Issue Report: Divided government vs. one-party rule


“The Case That Divided Government is Irrelevant”. 2008 Central. 8 Jul. 2008 – “One party has total control only if they have 60 members of the Senate, one reasons liberals are going crazy over that number this year. This is exceptionally unlikely to happen this year. Nate Silver projects that there is only about a 17% chance of that happening given the electorate.

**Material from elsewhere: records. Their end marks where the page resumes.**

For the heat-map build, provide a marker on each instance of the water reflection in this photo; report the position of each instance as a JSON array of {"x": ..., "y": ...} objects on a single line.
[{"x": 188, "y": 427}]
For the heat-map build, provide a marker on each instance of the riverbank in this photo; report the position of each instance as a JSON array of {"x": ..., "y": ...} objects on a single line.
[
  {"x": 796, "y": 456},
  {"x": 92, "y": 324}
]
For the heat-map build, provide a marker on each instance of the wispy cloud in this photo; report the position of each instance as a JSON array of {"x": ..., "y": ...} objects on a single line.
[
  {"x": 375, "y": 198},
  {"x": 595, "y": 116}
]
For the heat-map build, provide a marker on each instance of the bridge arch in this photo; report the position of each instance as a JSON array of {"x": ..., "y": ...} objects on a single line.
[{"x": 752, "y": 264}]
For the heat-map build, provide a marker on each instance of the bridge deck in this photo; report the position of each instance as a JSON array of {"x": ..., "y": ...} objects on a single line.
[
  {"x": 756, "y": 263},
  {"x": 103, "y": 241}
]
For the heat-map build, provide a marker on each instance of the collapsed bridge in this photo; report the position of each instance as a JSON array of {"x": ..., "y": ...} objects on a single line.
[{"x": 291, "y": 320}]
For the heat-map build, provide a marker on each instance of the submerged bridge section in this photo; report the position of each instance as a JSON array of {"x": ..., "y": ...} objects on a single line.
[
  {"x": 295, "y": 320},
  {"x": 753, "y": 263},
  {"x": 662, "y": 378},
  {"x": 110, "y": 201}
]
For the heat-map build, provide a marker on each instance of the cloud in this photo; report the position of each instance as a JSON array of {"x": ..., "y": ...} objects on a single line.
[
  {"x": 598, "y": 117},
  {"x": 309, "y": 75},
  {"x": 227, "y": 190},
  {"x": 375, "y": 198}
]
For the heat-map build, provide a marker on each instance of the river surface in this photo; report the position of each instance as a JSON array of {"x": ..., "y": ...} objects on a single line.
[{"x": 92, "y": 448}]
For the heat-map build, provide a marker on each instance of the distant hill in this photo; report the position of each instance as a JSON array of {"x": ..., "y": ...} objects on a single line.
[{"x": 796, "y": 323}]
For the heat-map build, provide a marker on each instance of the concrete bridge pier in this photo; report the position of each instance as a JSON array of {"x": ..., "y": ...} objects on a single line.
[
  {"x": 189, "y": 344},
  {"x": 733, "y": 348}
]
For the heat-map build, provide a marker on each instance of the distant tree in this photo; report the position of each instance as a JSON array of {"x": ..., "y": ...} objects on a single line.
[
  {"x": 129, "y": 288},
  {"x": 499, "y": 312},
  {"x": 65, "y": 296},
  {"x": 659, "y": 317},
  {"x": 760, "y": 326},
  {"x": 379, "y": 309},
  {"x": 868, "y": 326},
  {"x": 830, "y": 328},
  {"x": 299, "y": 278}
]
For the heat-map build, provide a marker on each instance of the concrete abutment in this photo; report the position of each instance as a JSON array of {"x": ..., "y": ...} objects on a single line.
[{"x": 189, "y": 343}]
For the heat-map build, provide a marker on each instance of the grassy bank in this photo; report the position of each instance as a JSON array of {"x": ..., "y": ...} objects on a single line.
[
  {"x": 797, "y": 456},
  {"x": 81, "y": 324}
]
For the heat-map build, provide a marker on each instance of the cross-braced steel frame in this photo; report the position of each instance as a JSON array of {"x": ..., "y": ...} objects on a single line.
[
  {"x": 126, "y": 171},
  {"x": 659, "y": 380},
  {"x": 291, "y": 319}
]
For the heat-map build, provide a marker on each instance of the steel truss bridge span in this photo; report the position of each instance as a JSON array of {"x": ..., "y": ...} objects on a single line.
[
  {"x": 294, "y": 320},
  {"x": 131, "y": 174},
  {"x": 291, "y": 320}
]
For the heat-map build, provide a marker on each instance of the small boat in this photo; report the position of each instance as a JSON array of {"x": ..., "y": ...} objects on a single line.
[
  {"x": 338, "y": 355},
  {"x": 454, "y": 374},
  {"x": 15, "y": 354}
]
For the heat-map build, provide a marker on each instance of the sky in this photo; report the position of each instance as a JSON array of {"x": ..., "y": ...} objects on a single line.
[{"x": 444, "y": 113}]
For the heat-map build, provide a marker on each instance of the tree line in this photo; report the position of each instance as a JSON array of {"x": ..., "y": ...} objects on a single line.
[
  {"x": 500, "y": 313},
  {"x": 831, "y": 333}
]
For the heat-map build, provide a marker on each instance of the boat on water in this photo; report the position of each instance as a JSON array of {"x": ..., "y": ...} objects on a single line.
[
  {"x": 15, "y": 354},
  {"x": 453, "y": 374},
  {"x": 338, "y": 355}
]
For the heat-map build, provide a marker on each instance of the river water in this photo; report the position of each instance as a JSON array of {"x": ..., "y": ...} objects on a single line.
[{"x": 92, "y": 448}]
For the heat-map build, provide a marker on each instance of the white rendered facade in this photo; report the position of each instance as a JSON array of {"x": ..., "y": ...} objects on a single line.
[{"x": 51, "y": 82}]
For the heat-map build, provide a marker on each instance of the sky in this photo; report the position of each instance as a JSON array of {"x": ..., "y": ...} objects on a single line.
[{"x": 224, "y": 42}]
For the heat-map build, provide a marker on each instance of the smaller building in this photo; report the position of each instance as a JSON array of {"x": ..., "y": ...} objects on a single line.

Republicans did also not have 60 members in the Senate. So what happened? All of the partisan elements of Bush’s domestic agenda the past six years were either thwarted (Social Security) or co-opted by Democrats for various reasons (Tax Cuts, Energy Bill, FISA). The less partisan bills (No Child Left Behind, post-Katrina Bills) were in many cases co-authored by Democrats. There are other bills, such as the Partial Birth Abortion Ban Act and the Medicare Bill that fit into both categories to a certain extent. None of these depended on who held a majority in Congress; if Democrats had a slim lead on Republicans, much of the same would happen. The FISA Compromise in the Senate right now is indicatibe of that. The immediate effect of a new President in domestic policy is regulatory power; ability to set new standards, to appoint partisans to regulatory commissions, and whatnot. That is usually unhindered by Congress, except in extreme cases. This was similar for the Clinton administration: the partisan health care attempt failed, even with a majority of Democrats.

[…]As I noted above, the facts do not back this up; not at all. This type of strong push one way or another only occurs when one party has a supermajority, implicitly meaning that the people want the country to move in that direction. The reason is simple; the founding fathers created a system in the Senate that would check undivided government itself. Merritt completely glosses over this; he admits it exists, but does not want to trust it.”